Deuxième table ronde: «Pour quand une chaîne de distribution et de commercialisation du livre amazigh?» - L'essor de la langue amazighe est lié à son officialisation.
- Professionnaliser les métiers de l'édition et de distribution. - Maintenir le Salon du Livre dans la wilaya de Bouïra,...
Troisième table ronde «Promouvoir l'édition amazighe en Algérie: mécanismes d'aides et de soutien de l'État.» - «Le rôle de la presse écrite et audiovisuelle est prépondérant.
- Encourager la lecture par le canal de l'école et des bibliothèques publiques (intervention de Mme Djoher Amhis, auteure),...
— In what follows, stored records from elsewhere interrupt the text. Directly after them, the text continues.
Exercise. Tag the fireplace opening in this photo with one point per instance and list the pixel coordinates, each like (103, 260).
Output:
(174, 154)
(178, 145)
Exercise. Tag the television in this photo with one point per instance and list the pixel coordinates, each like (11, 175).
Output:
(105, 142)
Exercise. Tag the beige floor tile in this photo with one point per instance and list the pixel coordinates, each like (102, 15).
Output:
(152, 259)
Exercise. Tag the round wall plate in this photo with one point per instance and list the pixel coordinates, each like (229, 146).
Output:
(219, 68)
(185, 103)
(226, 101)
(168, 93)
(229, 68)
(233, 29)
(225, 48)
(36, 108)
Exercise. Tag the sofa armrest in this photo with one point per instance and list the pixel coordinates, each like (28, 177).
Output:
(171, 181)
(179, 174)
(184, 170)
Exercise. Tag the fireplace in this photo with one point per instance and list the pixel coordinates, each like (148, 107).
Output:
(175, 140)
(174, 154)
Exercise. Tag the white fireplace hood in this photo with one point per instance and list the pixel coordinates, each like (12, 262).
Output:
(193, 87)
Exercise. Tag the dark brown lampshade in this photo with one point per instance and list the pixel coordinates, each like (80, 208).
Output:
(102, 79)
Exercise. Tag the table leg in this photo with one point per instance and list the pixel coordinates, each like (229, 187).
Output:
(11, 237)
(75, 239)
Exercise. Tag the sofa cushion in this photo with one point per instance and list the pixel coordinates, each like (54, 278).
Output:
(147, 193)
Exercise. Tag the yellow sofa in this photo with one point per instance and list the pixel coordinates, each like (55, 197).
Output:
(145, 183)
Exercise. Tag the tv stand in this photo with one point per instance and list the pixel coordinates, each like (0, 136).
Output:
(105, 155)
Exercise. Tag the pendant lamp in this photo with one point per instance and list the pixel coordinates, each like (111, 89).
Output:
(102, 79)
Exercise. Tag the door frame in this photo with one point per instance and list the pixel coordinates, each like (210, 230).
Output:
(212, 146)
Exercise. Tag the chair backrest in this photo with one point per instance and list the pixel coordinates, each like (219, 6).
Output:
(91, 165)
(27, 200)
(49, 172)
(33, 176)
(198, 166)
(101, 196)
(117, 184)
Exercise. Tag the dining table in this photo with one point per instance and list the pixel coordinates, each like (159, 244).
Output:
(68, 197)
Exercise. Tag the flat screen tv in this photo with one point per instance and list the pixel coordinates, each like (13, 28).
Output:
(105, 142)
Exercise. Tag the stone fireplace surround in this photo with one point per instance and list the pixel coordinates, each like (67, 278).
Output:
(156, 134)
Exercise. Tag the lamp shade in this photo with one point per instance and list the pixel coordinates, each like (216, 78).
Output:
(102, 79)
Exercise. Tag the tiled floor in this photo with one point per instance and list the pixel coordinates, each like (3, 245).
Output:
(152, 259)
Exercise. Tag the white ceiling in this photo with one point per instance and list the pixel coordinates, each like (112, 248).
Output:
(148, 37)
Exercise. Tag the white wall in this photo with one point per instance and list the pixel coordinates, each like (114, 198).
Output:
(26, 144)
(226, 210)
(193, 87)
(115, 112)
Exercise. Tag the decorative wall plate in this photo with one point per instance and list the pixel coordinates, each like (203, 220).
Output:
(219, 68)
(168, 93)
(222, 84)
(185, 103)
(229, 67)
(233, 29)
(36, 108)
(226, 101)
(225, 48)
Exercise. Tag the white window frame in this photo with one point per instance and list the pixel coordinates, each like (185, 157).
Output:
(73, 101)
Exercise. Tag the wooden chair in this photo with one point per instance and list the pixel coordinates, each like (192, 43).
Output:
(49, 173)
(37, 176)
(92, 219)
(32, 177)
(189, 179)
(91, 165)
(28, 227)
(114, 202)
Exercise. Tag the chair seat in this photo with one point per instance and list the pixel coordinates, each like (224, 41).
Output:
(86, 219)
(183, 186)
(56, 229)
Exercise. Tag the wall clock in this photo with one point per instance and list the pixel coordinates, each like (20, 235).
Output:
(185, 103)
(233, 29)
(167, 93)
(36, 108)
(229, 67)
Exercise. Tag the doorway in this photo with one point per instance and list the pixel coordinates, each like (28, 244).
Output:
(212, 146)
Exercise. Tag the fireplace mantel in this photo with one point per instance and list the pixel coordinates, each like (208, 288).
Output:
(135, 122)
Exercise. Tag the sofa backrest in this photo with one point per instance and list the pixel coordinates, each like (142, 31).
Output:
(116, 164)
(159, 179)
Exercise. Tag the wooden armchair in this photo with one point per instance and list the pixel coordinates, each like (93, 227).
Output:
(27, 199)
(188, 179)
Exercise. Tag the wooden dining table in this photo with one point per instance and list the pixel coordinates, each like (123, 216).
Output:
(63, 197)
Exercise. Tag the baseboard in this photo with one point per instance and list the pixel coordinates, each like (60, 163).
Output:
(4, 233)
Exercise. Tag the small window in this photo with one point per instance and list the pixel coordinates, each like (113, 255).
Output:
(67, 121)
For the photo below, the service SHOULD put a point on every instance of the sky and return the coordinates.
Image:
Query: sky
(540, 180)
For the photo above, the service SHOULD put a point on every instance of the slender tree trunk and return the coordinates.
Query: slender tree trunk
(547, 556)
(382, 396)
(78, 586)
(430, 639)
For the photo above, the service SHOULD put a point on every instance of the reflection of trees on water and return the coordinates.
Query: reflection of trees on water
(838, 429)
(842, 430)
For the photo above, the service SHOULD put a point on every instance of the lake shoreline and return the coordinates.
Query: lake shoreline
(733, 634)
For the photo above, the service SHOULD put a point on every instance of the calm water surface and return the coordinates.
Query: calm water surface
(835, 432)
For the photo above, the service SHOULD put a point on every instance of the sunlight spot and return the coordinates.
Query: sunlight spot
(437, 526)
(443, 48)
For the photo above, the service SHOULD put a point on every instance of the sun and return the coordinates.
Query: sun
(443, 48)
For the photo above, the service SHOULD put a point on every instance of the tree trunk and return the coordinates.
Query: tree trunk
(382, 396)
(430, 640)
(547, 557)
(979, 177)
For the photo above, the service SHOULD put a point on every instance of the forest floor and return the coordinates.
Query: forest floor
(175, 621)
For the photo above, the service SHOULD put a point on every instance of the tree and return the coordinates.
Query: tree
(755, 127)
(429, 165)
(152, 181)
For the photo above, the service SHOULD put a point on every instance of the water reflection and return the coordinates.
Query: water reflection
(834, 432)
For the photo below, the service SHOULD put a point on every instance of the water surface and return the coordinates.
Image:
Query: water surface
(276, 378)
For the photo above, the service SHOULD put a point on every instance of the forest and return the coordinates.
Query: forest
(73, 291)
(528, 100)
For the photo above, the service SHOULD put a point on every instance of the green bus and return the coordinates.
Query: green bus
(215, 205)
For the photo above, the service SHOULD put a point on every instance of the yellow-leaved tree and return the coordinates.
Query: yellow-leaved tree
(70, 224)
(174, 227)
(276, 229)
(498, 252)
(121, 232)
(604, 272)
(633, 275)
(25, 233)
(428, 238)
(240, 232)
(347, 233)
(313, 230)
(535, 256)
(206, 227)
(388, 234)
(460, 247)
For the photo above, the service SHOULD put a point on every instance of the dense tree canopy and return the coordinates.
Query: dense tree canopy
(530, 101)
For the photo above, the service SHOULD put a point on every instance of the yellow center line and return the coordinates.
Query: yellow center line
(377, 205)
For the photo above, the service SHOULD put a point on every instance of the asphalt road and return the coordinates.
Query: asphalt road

En conclusion, il faut souligner la richesse des débats en critiques, en propositions, en recommandations, et c'est sans doute là un des secrets de la réussite d'une Algérie ouverte aux grandes vérités de la modernité et donc c'est là aussi l'expression d'un peuple uni résolument tourné à la fois vers son héritage culturel historique et vers son Avenir prometteur de bonheur de vivre qu'il se construit lui-même, in châa Allah..

(*) HAUT COMMISSARIAT À L'AMAZIGHITÉ sous l'égide de M. le wali de Bouïra.
Symposium «Tables rondes de consultations» avec les auteurs, éditeurs et diffuseurs du livre amazigh, Maison de la Culture «Ali Zamoum» à Bouïra (7-8 décembre 2013).